Welcome to the sandwich generation — taking care of kids and elders all at once. That was the message that I got loud and clear this week at 37 weeks pregnant and with a father in the hospital who has, sadly, accepted that he needs to begin using his long-term care policy to receive in-home living support.
The challenges of being 37 weeks pregnant are largely understood, but what about managing the care for a father with a terminal illness who has been to the hospital with repeat episodes of source-unidentifiable delirium within the past 2 months?
Of everything, I was grateful that my father purchased a long-term care policy. Given his state, he would be best cared for at home with 24/7 help, if possible. Financially, this would ruin my parents without a LTC policy. But I didn’t know what our policy actually covered — and neither did my mother, since my father keeps household finances fairly secretive (which is just about the most ridiculous thing ever.)
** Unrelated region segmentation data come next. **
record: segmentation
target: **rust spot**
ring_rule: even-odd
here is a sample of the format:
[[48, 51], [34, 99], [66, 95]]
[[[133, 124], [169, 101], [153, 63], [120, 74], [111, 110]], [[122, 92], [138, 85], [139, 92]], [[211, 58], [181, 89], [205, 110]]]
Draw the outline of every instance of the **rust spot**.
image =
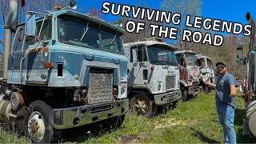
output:
[[[34, 48], [31, 48], [31, 49], [29, 49], [26, 52], [26, 54], [29, 54], [30, 53], [30, 51], [34, 49]], [[49, 46], [46, 46], [46, 47], [39, 47], [39, 48], [37, 48], [35, 50], [35, 51], [37, 53], [47, 53], [48, 51], [50, 50], [50, 47]]]

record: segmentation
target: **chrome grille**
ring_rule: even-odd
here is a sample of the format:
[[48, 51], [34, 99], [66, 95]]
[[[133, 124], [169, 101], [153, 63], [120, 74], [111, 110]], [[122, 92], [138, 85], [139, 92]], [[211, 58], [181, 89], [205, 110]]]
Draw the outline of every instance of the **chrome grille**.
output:
[[91, 68], [89, 81], [89, 103], [111, 101], [113, 70]]
[[175, 88], [175, 75], [166, 76], [166, 90]]

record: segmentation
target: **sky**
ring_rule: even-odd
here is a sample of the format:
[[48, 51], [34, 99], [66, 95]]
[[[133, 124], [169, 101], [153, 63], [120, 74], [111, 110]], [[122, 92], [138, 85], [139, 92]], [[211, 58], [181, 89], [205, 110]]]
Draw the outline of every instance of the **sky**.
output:
[[[161, 10], [161, 3], [163, 0], [75, 0], [78, 5], [78, 10], [85, 14], [88, 8], [93, 6], [98, 10], [102, 10], [104, 2], [124, 4], [128, 6], [144, 6], [146, 2], [147, 8]], [[174, 13], [175, 11], [172, 11]], [[225, 20], [228, 22], [239, 22], [242, 25], [247, 24], [246, 14], [250, 12], [256, 21], [256, 0], [202, 0], [202, 17], [210, 18], [212, 19]], [[102, 14], [102, 18], [106, 22], [118, 19], [120, 16], [111, 14]], [[0, 30], [2, 31], [2, 30]], [[170, 41], [171, 42], [173, 41]], [[2, 47], [1, 46], [1, 49]]]
[[[104, 2], [125, 4], [129, 6], [137, 6], [138, 2], [143, 4], [147, 3], [147, 8], [161, 10], [161, 3], [163, 0], [77, 0], [78, 7], [82, 8], [94, 6], [99, 10], [102, 9]], [[220, 20], [240, 22], [243, 25], [247, 24], [246, 14], [250, 12], [256, 21], [256, 0], [202, 0], [202, 16]], [[111, 14], [103, 14], [106, 21], [118, 19], [118, 16]]]

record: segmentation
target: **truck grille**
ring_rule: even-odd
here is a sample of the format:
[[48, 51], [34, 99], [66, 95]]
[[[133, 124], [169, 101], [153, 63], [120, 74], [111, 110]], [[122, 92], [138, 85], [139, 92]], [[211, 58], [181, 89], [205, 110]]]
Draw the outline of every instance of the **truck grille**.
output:
[[166, 90], [175, 88], [175, 75], [166, 76]]
[[89, 81], [90, 104], [110, 102], [112, 99], [113, 70], [90, 68]]

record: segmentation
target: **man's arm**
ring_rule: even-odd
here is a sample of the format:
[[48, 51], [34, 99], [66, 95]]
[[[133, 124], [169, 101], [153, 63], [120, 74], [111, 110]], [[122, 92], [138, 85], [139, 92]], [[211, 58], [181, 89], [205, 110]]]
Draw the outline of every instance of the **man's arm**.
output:
[[230, 97], [237, 96], [237, 88], [234, 85], [230, 86]]
[[206, 82], [206, 84], [211, 86], [211, 87], [214, 87], [214, 88], [216, 88], [216, 84], [214, 83], [211, 83], [210, 82], [207, 81]]
[[238, 86], [238, 82], [236, 79], [231, 76], [228, 79], [229, 85], [230, 86], [230, 97], [235, 97], [237, 96], [237, 88], [236, 86]]

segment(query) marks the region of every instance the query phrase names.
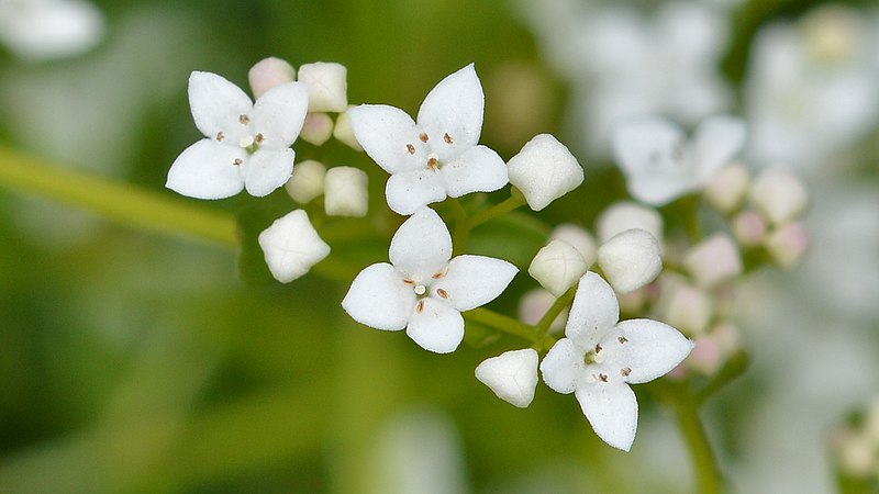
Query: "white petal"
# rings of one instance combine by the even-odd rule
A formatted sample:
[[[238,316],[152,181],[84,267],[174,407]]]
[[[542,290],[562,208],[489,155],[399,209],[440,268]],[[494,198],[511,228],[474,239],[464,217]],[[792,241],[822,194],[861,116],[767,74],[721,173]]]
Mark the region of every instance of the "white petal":
[[[446,199],[446,189],[434,170],[398,171],[385,184],[385,197],[388,207],[405,215]]]
[[[409,324],[415,299],[415,292],[403,283],[393,266],[379,262],[357,274],[342,308],[360,324],[396,332]]]
[[[652,319],[630,319],[616,325],[624,344],[614,349],[614,361],[632,369],[627,381],[653,381],[676,368],[693,349],[693,343],[674,327]]]
[[[193,71],[189,76],[189,106],[196,126],[202,134],[214,138],[223,132],[226,139],[237,143],[247,130],[238,119],[251,113],[253,102],[241,88],[225,78]]]
[[[638,402],[624,382],[594,383],[577,389],[583,415],[604,442],[628,451],[638,426]]]
[[[580,278],[565,335],[581,348],[591,348],[620,321],[620,304],[611,285],[592,271]]]
[[[553,345],[541,362],[541,373],[547,386],[561,394],[574,393],[586,366],[585,355],[569,338]]]
[[[405,334],[425,350],[450,353],[464,339],[464,317],[460,312],[431,297],[422,299],[421,311],[409,319]]]
[[[616,234],[598,248],[598,265],[614,290],[628,293],[659,276],[663,257],[653,235],[632,228]]]
[[[533,348],[504,351],[483,360],[476,368],[476,379],[489,386],[499,398],[525,408],[534,400],[537,360],[537,352]]]
[[[168,170],[168,189],[197,199],[223,199],[235,195],[244,188],[244,178],[235,159],[247,158],[247,153],[211,139],[201,139],[180,153]]]
[[[283,149],[259,149],[247,159],[244,168],[244,184],[247,192],[256,198],[268,195],[290,180],[293,172],[296,153]]]
[[[433,284],[433,291],[448,295],[460,312],[497,299],[513,280],[519,268],[503,259],[483,256],[458,256],[448,263],[446,274]]]
[[[745,135],[745,123],[732,116],[715,116],[699,125],[693,134],[693,146],[700,183],[706,184],[728,165],[744,146]]]
[[[476,146],[439,169],[446,193],[459,198],[470,192],[493,192],[508,182],[503,159],[486,146]]]
[[[418,122],[441,161],[453,161],[476,146],[482,132],[483,106],[482,85],[472,64],[446,77],[427,93]]]
[[[288,283],[305,274],[330,255],[330,246],[311,226],[308,214],[296,210],[259,234],[259,247],[276,280]]]
[[[348,110],[347,115],[357,142],[388,173],[426,166],[427,147],[419,138],[415,122],[402,110],[386,104],[361,104]]]
[[[391,263],[413,281],[425,282],[445,272],[450,258],[452,235],[430,207],[418,210],[391,238]]]
[[[262,147],[280,149],[293,144],[305,123],[309,91],[302,82],[269,89],[254,104],[254,128],[263,134]]]

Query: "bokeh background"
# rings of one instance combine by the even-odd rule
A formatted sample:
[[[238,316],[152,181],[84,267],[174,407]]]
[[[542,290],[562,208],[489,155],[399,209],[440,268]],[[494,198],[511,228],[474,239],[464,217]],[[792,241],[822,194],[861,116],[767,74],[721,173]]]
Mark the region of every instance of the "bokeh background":
[[[94,1],[103,30],[88,52],[51,60],[0,53],[0,143],[178,199],[163,186],[174,158],[200,137],[186,98],[191,70],[246,87],[248,68],[266,56],[338,61],[352,103],[414,114],[430,88],[472,61],[487,98],[482,142],[509,159],[537,133],[558,135],[587,180],[543,217],[588,225],[625,195],[590,120],[620,96],[599,91],[609,69],[580,49],[613,3]],[[631,3],[648,30],[668,2]],[[703,412],[709,434],[736,492],[833,492],[831,430],[879,396],[879,11],[834,3],[853,15],[825,15],[815,27],[810,14],[826,2],[683,3],[715,9],[723,27],[703,54],[723,92],[706,111],[763,128],[754,131],[763,147],[745,161],[759,169],[788,160],[812,193],[810,257],[793,271],[755,273],[738,290],[736,318],[755,364]],[[792,32],[794,45],[808,46],[819,36],[808,37],[810,29],[837,21],[843,29],[833,32],[857,33],[854,43],[830,43],[842,46],[831,53],[842,61],[820,64],[817,75],[795,66],[766,74],[785,59],[765,55],[767,40]],[[649,70],[612,80],[649,79]],[[824,94],[839,72],[855,80]],[[675,88],[686,88],[690,79],[678,76]],[[800,100],[778,103],[794,91]],[[694,123],[685,111],[657,111]],[[382,207],[377,167],[342,146],[327,156],[369,169],[371,206]],[[208,206],[238,212],[251,199]],[[475,249],[523,268],[544,242],[539,228],[528,232],[510,247],[502,228],[488,228]],[[387,240],[356,248],[380,260]],[[520,411],[474,379],[478,362],[518,345],[512,338],[429,353],[352,322],[338,306],[345,285],[316,274],[245,283],[236,262],[222,246],[0,188],[0,492],[693,489],[679,433],[649,393],[636,390],[638,436],[622,453],[594,436],[570,396],[541,385]],[[520,276],[493,307],[514,314],[533,285]]]

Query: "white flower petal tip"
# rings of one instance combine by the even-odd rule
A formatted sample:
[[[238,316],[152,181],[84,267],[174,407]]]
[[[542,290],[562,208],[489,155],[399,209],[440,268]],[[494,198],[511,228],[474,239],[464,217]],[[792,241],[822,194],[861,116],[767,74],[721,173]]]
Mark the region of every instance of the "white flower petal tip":
[[[543,210],[583,181],[583,169],[577,158],[549,134],[528,141],[507,168],[510,183],[522,191],[534,211]]]
[[[532,348],[505,351],[483,360],[476,368],[476,379],[499,398],[526,408],[537,386],[537,352]]]
[[[614,290],[627,293],[659,276],[663,257],[653,235],[633,228],[617,234],[598,248],[598,265]]]
[[[259,98],[276,86],[294,81],[296,69],[282,58],[263,58],[251,67],[247,80],[254,97]]]
[[[683,266],[699,287],[716,287],[742,274],[742,256],[730,237],[713,235],[694,246],[683,259]]]
[[[330,246],[311,226],[308,214],[296,210],[259,234],[259,247],[271,276],[289,283],[330,255]]]
[[[342,64],[315,61],[299,67],[299,80],[309,88],[310,112],[344,112],[348,106],[348,69]]]
[[[565,240],[552,240],[534,256],[528,274],[555,296],[574,287],[589,266],[580,252]]]
[[[324,179],[324,210],[330,216],[364,217],[369,211],[369,178],[354,167],[335,167]]]
[[[774,225],[798,218],[809,205],[809,192],[802,181],[778,167],[758,175],[749,195],[750,202]]]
So, given our rush to figure out how to best care for my father upon release from the hospital in next week or two, I’ve pushed my mother to review the LTC policy. The only problem was, she didn’t know what company the LTC policy was hosted at or how to access it. My father, not-so-helpfully, in a momentary lucid state, told her that it’s in his desk somewhere. She looked in his desk and couldn’t find anything about a policy–so she called his old employer, who he bought the policy through–who saw that the policy existed but then when they called the place it was listed to be hosted they were forward to another agency which had no record of said policy.
On a mission, I asked my mother for access to their bank account. I figured a LTC policy would be paid for monthly, quarterly or annually and perhaps I could find a check to the company so at least we’d know where it lived.
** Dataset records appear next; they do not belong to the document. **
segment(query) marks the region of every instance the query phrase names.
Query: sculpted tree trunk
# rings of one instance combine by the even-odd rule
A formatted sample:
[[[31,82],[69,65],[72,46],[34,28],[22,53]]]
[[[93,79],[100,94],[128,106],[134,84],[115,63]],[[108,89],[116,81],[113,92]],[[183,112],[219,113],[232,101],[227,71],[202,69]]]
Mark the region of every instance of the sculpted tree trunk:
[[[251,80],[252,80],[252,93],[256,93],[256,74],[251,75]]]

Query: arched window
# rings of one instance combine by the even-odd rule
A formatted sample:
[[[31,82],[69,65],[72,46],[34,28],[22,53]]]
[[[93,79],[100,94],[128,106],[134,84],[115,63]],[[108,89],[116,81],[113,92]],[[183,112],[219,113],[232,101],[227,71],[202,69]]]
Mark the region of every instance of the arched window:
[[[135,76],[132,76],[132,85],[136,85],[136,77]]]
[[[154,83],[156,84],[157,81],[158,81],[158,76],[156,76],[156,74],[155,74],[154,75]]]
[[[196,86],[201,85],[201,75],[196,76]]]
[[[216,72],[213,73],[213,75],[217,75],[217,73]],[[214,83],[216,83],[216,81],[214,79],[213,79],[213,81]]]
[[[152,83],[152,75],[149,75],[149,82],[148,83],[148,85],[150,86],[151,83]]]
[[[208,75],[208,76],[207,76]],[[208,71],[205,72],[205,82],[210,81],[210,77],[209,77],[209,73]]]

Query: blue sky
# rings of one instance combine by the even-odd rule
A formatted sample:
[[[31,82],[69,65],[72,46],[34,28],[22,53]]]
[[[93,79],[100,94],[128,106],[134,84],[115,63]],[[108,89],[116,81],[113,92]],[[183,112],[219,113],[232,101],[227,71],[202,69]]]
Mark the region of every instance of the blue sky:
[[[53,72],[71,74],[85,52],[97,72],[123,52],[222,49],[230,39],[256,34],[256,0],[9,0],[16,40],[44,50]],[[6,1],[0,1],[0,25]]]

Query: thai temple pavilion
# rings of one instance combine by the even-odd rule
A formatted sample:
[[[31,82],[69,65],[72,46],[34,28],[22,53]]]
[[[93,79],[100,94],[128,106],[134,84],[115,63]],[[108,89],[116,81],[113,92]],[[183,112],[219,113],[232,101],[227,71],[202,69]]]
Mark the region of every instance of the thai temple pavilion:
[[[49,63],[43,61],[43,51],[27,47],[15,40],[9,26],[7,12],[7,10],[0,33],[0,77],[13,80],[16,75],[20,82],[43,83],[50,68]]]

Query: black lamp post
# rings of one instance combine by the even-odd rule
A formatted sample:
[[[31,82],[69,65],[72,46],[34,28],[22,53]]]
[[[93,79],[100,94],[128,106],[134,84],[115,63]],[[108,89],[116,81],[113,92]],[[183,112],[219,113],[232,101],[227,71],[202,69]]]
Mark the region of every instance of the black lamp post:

After sorting through the checking account and hearing confirmation from my father (through my mother) that he paid this policy on a quarterly basis and it was a few hundred dollars, I came to a shocking and horrifying realization — while there were payments on a quarterly basis to MetLife in 2017 and very early 2018, the last payment was made at the end of January. I hoped for the best (maybe I was missing a lump sum payment for the year) but I went into panic mode.
Then I read this article: The Policy Lapsed and No One Knew. And then I REALLY panicked.
Luckily, my mother, at about the same exact time as I finished reading the article, messaged me about a letter she received in the mail from MetLife — that the plan would be terminated if payment was not received by 7/27. That’s ONE WEEK FROM THAT DATE. It was due in May.
While we dodged a major bullet there, it was a stark reminder of how easy it is for good financial planning to turn into a destructive mistake. LTC insurance companies expect elders to forget to pay their bills and to terminate coverage by accident over the years. The LTC policies still are suffering and unable to make money because people are living longer and most do not forget to pay their bills. BUT, for my family, this situation, especially in the week my father needs care most, was almost a massive disaster.
I understand insurance companies send letters and need to terminate policies that aren’t paid for, but it seems given the nature of LTC policies for elders, there should be some safety net around older people who develop dementia or just natural old-age confusion and forget to pay bills, given the nature of the payment plan seems somewhat predatory to sell to a younger person and fail to mention to them that as they get older they might forget to pay their bills and this is built into the actuarial risk tables for how the policies can make money. In short, it’s messed up.
Thank goodness we identified the policy termination date and my mother is now going to overnight payment and hopefully we will be back on track and have LTC for my father. I can’t even imagine how we could face informing him that his LTC coverage lapsed, just as he sadly was open to using it due to his deteriorating health.
I’m overall trying to get more involved with my parent’s finances to help but it’s hard since he refuses to give my mother access to all the accounts. She also was very hesitant to give me the PW to her checking account and I keep telling her–look, I’m not going to take your money. I just want to help you. And it’s true. Thankfully she gave me the pw so I was able to identify the recurring payments that stopped in January. She did find the bill (that was lost amongst a bunch of other mail and would not have not been found if I hadn’t pressed her to immediately find any mail from the LTC insurance since we need to understand the policy and what it covers immediately.)
We still don’t know what it covers because although we were able to contact MetLife they are unable to tell my mother anything since it’s all private information and my father would have to agree to her hearing this. Isn’t that helpful in the situation where the policy holder may have dementia or be otherwise mentally incapacitated to make their own medical decisions and in need of long-term care, yet you can’t access any information about the LTC policy. Lovely.
But my dad is somewhat lucid and I’m hopeful we can call on Monday with him to get information. He has been for years avoiding thinking about his end-of-life planning, which I totally understand (who wants to think about that) but it really is hurting us now. At least he has a LTC policy (that almost lapsed!) but now we just have to find out what it covers and how to use it. Baby steps.
Literally baby steps, because I’m 38 weeks pregnant now and my first child will be here any day.